Particularly at airports, it is often necessary or desirable to screen passenger baggage for potential threats or contraband items. X-ray baggage inspection systems typically operate by exposing an item of baggage to X-ray radiation and detecting the X-ray radiation that is transmitted through or scattered from the examined baggage. Some systems have used a single view source detector arrangement, while others have used dual view or multi-view arrangements. The single or dual view systems usually scan baggage as it moves on a conveyor, using a fan or scanning pencil source beam of X-ray radiation in a fixed geometry. Multi-view systems such as Computed Tomography (CT) systems usually perform a 360° scan of stationary baggage, and process data corresponding to absorption of the X-ray radiation from different scan angles to reconstruct a three-dimensional image of the baggage.

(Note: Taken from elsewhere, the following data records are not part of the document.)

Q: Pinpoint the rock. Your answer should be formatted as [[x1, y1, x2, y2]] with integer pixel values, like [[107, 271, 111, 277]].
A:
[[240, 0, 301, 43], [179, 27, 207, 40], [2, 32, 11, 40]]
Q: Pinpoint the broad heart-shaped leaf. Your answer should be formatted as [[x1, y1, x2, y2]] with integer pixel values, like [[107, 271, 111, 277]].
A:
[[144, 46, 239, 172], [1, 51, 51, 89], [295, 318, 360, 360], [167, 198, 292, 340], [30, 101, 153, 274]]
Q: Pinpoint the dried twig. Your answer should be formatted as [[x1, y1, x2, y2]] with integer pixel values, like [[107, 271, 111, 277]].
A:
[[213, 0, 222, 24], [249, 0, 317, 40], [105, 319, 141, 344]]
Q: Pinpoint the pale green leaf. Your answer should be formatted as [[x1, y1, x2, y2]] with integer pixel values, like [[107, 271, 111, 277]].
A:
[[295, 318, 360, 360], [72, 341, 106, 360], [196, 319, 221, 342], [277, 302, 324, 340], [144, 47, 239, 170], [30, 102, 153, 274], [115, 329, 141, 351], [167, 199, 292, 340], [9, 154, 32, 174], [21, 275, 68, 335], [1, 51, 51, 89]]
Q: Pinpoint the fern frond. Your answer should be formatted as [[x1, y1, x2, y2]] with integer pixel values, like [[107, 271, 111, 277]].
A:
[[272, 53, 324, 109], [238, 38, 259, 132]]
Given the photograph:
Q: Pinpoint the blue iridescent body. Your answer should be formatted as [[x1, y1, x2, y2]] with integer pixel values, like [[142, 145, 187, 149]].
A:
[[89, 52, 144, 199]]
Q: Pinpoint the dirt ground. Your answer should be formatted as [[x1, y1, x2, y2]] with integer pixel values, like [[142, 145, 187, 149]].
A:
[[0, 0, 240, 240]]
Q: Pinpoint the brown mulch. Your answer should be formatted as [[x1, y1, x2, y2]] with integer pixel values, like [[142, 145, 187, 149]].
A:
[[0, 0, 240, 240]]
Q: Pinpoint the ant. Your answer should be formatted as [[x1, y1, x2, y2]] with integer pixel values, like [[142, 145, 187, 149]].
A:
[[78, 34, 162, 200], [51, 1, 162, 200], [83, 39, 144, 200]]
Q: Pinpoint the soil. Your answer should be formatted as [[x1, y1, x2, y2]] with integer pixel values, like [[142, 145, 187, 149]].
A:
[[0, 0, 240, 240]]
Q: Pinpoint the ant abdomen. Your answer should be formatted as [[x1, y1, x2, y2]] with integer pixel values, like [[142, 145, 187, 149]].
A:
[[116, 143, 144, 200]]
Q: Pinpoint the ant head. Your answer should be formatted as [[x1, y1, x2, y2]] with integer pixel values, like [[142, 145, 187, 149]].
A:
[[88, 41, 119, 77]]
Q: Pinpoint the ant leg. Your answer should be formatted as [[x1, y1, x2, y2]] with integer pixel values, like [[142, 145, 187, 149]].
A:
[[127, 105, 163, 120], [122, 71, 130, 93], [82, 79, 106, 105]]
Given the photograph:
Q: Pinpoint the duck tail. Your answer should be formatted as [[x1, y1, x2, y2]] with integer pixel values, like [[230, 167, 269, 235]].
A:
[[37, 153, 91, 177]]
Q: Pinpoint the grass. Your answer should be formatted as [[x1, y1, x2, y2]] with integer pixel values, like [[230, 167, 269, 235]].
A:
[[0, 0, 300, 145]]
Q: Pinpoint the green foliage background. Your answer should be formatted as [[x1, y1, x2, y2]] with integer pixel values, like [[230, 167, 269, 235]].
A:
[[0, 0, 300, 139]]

Conventional X-ray detection systems usually include an X-ray source and an X-ray detector located at an inspection region, and a conveyor which moves an object to be inspected through the inspection region. The X-ray source exposes an object under inspection to X-ray radiation at one or more energies. The X-ray detector detects X-ray radiation either transmitted through or scattered by the object under inspection to provide X-ray data. The X-ray detector may include a crystal scintillator formed of an array of cells which detect X-ray radiation and convert it to light. The array may be one- or two-dimensional, usually depending on whether the X-ray source produces a pencil beam or fan beam of X-ray radiation. Conventional dual energy X-ray detection systems require two separate X-ray detectors, one sensitive to higher energy X-rays, and another sensitive to lower energy X-rays.
Conventional X-ray systems sample the X-ray detector cells every 2-4 milliseconds (ms), and thus integrate the signal received from about 20,000 individual X-ray pulses during the sample period of approximately 4 ms. Because electronic noise is also accumulated during the sample period, the signal-to-noise ratio (SNR) obtained for highly attenuative objects may be too low for the system to accurately scan the objects for certain applications, such as airport security.
Cell to cell variability in an X-ray detectors is also common. This variability may be caused by flaws in the detector crystals, and differences in the decay time, light collection efficiency or temperature for the individual cells. Where these variations exist, two X-ray photons may deposit equivalent amounts of energy within the detector crystal, but the overall electrical response of the detector cell may be different. It may be desirable to be able to compensate for such variability so as to obtain better image resolution.